By Bill Maher
With our Republican Congress doing absolutely nothing to sustain or to improve Obamacare and, in fact, doing everything they can to sabotage it, it’s no wonder people don’t like it, right? It’s like buying someone a puppy and not letting them train or care for it and then saying, “Look what a bad dog you have.” But what’s funny is people do like it.
In a survey performed by the nonprofit Commonwealth Fund, 71 percent of people in the Obamacare/Medicaid marketplace said they find their plans “good,” “very good” or “excellent.” On top of that, 84 percent of people enrolled in Obamacare say their coverage has either improved or stayed the same.
Sure, 7 percent of Obamacare enrollees say their health insurance has gotten worse, but not everything is a win-win-win across the board for all. Considering that, as of March of this year, the Department of Heath and Human Services reports that 20 million previously uninsured Americans have gained healthcare coverage due to Obamacare, the uninsured rate among black Americans has dropped by 50 percent, the uninsured rate among Hispanic Americans has dropped by more than 25 percent and the uninsured rate among white Americans is down 50 percent, I’d say Obamacare is working in spite of the Republicans’ conscienceless cock-blocking. Just think how many more people would be insured and just how low that 7 percent dissatisfaction rate would fall if Republicans embraced reality, allowed Medicaid expansion in their states and worked in good faith to improve the system.
Despite 71 percent of people saying they’re happy with their Obamacare and 84 percent saying their coverage has improved or remained unchanged, a full 50 percent of Americans still oppose it.
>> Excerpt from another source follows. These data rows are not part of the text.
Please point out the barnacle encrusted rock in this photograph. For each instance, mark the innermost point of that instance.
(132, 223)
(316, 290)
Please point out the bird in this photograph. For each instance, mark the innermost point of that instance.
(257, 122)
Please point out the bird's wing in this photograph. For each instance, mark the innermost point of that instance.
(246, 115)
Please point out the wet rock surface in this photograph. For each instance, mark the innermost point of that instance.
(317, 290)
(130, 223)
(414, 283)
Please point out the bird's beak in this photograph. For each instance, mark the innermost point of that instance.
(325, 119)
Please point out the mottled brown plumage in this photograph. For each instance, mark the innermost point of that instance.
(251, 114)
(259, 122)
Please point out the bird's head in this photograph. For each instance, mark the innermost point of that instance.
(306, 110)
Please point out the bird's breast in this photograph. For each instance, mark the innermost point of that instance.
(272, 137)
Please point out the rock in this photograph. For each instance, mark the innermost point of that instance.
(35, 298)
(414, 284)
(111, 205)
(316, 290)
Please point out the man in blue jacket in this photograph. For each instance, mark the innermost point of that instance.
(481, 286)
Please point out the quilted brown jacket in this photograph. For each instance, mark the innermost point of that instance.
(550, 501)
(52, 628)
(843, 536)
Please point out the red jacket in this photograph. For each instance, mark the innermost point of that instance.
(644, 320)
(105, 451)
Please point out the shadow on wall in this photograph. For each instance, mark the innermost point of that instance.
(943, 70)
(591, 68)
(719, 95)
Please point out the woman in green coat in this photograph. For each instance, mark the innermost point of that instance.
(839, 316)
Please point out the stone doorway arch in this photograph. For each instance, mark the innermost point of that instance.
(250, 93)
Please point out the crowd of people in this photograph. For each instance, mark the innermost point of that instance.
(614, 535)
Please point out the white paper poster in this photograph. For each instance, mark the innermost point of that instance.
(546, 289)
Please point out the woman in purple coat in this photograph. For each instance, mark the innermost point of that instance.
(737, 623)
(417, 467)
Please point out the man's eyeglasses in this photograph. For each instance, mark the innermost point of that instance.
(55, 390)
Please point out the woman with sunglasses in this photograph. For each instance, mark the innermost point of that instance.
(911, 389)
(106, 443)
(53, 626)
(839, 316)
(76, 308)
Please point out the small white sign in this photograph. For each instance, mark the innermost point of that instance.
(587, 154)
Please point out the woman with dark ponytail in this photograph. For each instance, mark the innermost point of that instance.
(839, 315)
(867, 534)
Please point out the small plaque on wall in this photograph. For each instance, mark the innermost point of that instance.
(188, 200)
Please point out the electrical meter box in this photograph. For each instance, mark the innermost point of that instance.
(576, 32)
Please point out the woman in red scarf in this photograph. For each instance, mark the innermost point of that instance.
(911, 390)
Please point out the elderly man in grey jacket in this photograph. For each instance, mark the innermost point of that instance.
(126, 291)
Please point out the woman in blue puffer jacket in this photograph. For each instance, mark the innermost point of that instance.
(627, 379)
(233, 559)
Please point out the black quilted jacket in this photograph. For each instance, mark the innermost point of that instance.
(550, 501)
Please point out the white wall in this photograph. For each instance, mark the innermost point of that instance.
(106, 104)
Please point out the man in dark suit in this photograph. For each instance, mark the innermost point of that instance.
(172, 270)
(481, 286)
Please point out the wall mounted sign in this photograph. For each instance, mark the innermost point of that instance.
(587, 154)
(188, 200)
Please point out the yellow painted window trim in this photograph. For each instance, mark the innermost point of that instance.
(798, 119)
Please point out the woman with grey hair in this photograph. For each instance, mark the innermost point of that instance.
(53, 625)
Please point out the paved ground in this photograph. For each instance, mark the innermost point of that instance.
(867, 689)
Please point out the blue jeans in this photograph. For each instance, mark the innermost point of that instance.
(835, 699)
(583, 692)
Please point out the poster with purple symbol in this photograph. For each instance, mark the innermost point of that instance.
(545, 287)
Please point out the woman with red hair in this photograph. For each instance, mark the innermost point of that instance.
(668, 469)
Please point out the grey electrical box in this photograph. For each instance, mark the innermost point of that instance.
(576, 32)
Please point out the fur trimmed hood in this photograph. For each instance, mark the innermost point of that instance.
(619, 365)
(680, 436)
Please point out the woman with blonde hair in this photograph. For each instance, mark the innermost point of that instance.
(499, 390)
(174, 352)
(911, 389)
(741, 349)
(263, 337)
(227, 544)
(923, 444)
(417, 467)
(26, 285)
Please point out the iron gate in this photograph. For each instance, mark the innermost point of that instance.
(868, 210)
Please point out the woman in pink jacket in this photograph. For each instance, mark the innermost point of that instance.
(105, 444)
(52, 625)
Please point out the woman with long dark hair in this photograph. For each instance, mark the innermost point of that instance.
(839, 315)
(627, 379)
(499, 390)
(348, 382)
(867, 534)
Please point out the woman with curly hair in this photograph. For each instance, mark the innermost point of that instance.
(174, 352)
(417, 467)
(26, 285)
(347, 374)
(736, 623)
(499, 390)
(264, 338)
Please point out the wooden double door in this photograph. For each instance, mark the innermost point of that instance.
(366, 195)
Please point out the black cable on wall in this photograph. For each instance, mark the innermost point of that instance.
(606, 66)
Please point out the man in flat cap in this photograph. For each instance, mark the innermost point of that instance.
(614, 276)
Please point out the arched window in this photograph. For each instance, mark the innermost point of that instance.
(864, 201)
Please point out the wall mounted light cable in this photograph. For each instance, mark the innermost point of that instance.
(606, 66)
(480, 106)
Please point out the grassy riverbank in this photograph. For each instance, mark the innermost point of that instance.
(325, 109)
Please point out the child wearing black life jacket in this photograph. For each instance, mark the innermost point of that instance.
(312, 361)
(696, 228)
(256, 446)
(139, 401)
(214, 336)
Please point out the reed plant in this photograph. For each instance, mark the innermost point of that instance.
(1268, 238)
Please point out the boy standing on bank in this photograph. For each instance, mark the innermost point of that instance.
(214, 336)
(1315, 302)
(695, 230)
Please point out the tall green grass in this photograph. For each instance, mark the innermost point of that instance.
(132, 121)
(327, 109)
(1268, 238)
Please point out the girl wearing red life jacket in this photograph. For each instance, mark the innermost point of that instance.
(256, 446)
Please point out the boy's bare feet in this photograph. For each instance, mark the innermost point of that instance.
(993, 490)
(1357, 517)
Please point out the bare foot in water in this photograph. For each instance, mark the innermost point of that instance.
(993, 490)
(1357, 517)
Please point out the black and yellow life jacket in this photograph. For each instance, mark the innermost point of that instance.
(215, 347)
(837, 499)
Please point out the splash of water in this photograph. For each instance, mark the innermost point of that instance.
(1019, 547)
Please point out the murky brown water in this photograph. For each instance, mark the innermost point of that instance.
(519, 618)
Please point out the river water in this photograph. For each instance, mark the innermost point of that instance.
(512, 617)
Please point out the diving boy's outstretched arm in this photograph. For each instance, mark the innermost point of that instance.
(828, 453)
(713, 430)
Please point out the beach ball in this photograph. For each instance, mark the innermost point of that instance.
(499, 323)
It’s like facts or public wellbeing don’t matter as much as staying loyal to Team Red and winning the partisan pissing contest.
Isn’t it time for Obama to make a secret deal with Republicans, allowing them to repeal Obamacare and replace it with an identical “Republican” plan called RonaldReaganFreedomJesusCare? That way Republicans could take full credit for its success and finally perform their duty to improve and sustain it.